さて、今回は「晩夏に捧げるレシピ」をご紹介します。

初秋を向かおうとしている今、激しい夏を締め括る、〆の一品

暑い暑いとヘトヘトになっていたと思ったら、急に過ごしやすくなり、夏の終わりを微かに感じ始めました。

夏という季節は、激しさの季節です。
春に芽吹き、梅雨に育ち、夏に花を咲かせます。
人も、日常の場所から離れ、海や山、異邦の国や見知らぬ街を訪れ、中には危険なアバンチュールに身を投じたり、積年の思いがかなったり、逆に決定的な終わりを迎えたりします。そんな人達を画面越しに眺めつつ、いつも以上に遮二無二に仕事に専念なさってた方も居るでしょう。

夏の非日常的な日々が終わりを告げ、ハレの状態からケの状態に戻ります。

盛夏を越え晩夏を迎え、初秋を向かおうとしている今、激しい夏を締め括る、〆の一品を考えました。

〆の一品というのは、前菜の様に身体に食べ物の受入準備を促す様な食のとっかかり(チーズや塩辛ハーブ類など発酵食品の癖や、強い香りが食欲のスイッチをを入れる。)がある様なものでもなく、主菜の様に口の中で噛み締めながらゆっくりと味わうものでもありません。

それまでの食の流れの余韻を残しつつ、食事という一つの儀式を締め括る一品ではなくてはなりません。

故に余計な主張や技巧が無く、口の中にも留まらずするりと食道を抜け、胃に収まるものが良い。

この様な理由から、洋の東西を問わず、〆に果実やデザートの様な食べ応えの軽いものや、麺類や日本のお茶漬けの様な喉越しの良いものが好まれる一つの要因だろうと私は考えています。

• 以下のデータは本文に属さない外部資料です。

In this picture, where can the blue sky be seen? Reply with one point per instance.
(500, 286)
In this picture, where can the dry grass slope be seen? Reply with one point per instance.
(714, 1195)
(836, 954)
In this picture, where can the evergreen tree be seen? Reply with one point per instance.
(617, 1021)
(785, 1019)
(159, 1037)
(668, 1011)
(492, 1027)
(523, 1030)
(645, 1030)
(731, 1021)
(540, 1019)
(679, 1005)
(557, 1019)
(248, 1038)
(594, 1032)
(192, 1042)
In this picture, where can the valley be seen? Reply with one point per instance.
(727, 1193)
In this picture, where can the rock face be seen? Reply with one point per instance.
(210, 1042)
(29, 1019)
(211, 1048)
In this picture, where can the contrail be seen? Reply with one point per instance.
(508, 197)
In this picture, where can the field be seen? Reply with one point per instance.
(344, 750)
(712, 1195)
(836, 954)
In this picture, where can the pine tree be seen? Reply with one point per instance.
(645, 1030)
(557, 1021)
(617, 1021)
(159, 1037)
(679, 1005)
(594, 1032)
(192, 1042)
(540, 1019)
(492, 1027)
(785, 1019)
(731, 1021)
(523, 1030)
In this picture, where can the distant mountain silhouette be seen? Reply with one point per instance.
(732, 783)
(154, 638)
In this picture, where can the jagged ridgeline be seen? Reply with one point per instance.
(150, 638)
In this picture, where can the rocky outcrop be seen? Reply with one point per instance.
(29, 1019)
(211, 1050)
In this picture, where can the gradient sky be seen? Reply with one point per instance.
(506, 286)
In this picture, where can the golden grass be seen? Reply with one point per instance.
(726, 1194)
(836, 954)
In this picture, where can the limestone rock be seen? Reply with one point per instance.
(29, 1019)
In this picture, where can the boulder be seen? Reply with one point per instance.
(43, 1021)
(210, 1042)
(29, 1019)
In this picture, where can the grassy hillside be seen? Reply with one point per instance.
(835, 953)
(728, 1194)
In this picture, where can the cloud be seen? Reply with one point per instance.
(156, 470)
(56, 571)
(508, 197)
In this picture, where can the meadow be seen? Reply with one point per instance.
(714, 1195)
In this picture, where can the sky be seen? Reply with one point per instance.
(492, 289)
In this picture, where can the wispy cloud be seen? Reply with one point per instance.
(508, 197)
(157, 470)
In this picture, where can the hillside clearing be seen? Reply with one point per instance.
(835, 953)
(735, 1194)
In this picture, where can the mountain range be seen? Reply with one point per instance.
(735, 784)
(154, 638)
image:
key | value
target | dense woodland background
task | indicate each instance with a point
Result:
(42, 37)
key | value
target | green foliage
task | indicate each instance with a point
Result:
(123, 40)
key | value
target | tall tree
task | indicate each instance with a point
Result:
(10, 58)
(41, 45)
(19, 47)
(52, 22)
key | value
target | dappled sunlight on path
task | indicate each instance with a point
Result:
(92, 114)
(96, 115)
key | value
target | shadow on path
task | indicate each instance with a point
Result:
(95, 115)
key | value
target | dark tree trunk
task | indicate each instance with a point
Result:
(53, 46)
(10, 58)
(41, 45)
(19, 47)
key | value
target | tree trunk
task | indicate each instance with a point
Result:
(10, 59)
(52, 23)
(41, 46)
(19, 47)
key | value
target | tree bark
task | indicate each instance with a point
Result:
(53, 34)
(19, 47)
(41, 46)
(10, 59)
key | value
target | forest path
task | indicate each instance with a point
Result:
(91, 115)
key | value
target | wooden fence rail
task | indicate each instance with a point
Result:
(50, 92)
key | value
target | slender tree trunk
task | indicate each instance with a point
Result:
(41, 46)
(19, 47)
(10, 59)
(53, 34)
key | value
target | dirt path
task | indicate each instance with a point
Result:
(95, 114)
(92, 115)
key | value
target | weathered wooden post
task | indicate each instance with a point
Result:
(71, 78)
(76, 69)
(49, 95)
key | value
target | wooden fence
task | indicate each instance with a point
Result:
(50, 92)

それぞれの夏を振り返り、余韻を残しつつ夏の大団円となる一品に

さて、今回は夏の非日常の余韻を残しつつ一つの終わりを迎える料理にしなくてはなりません。

そこで、菓子や、果実だと甘みがあり、どちらかと言うとハレからケに向かうと言うより、ケからハレに向かうような感じがするので、夏の締め括りには向きません。茶漬けも良いのですが梅雨に捧げるレシピで書いたので、二番煎じな感がある。

消去法で麺料理にします。

また、この文章を読んでいる人の多くは日本人の方が大半だと思うので、日本の麺類を使おうと思います。

日本の夏の麺と言えば、夏の生活季語でもある冷し素麺だと思います。

ただの冷やし素麺では面白く無い。
これからの季節を迎えるといういみで、秋のしらす、冬の大根を添え「冷やししらすおろし素麺」にしたいと思います。

みなさまそれぞれの夏を振り返り、余韻を残しつつ夏の大団円となる一品となれば幸いです。

下記にレシピをまとめましたのでご参照下さい。

晩夏に捧げるレシピ – 冷やししらすおろし素麺

材料

素麺…1把
大根おろし…100g
しらす…100g
柚子皮…適量
白胡麻…適量
白だし…20cc
水…180cc

作り方

①、1把に対し1000ccを目安に、湯を沸かします。
②、①に素麺を入れ再沸騰するまで強火で茹でます。再沸騰したら火を弱めます。
※1分30秒〜2分が目安です。
③、ざるに上げ滑りがなくなるまでもみ洗いします。
④、③を深めの皿に盛り付け、大根おろし、しらす、柚子を盛り付け、水で伸ばした白だしを注ぎ完成。